4. PAVITS: Exploring Prosody-Aware VITS for End-to-End Emotional Voice Conversion
论文作者:齐天铧,郑文明,路成,宗源,连海伦
论文简介:In this paper, we propose Prosody-aware VITS (PAVITS) for emotional voice conversion (EVC), aiming to achieve two major objectives of EVC: high content naturalness and high emotional naturalness, which are crucial for meeting the demands of human perception. To improve the content naturalness of converted audio, we have developed an end-to-end EVC architecture inspired by the high audio quality of VITS. By seamlessly integrating an acoustic converter and vocoder, we effectively address the common issue of mismatch between emotional prosody training and run-time conversion that is prevalent in existing EVC models. To further enhance the emotional naturalness, we introduce an emotion descriptor to model the subtle prosody variations of different speech emotions. Additionally, we propose a prosody predictor, which predicts prosody features from text based on the provided emotion label. Notably, we introduce a prosody alignment loss to establish a connection between latent prosody features from two distinct modalities, ensuring effective training. Experimental results show that the performance of PAVITS is superior to the state-of-the-art EVC methods. Speech Samples are available at https://jeremychee4.github.io/pavits4EVC/.

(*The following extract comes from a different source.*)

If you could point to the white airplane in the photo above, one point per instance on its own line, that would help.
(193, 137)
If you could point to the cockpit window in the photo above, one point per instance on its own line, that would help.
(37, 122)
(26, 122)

5. Progressively Learning From Macro-expressions for Micro-expression Recognition
论文作者:王非凡,宗源,朱洁,魏梦婷,徐啸林,路成,郑文明
论文简介:Micro-expression (ME) recognition is challenging due to the low-intensity facial motions. An idea to overcome this is learning assisted by macro-expressions (MaEs). However, the intensity gap between MaE and ME is so huge that related works fail to effectively leverage MaE’s assistance in overcoming low-intensity interference, which attempts to directly force ME knowledge to mimic MaE knowledge. In this paper, we propose that the knowledge transfer from MaE to ME can be converted into a progressive process for better implementation. Thus, we construct a progressive multi-step learning framework, which accomplishes two tasks: first, we dissect the huge intensity gap into multiple segments that are easier to bridge by constructing multiple learning steps, each corresponding to various intensity levels of expression recognition tasks. Second, through a designed self-knowledge distillation (self-KD) model, each dissected gap can be bridged, enabling the MaE knowledge to progressively transfer to guide the ME learning. Experiments carried out on three widely used databases demonstrated that the proposed PLMaM achieves state-of-the-art results.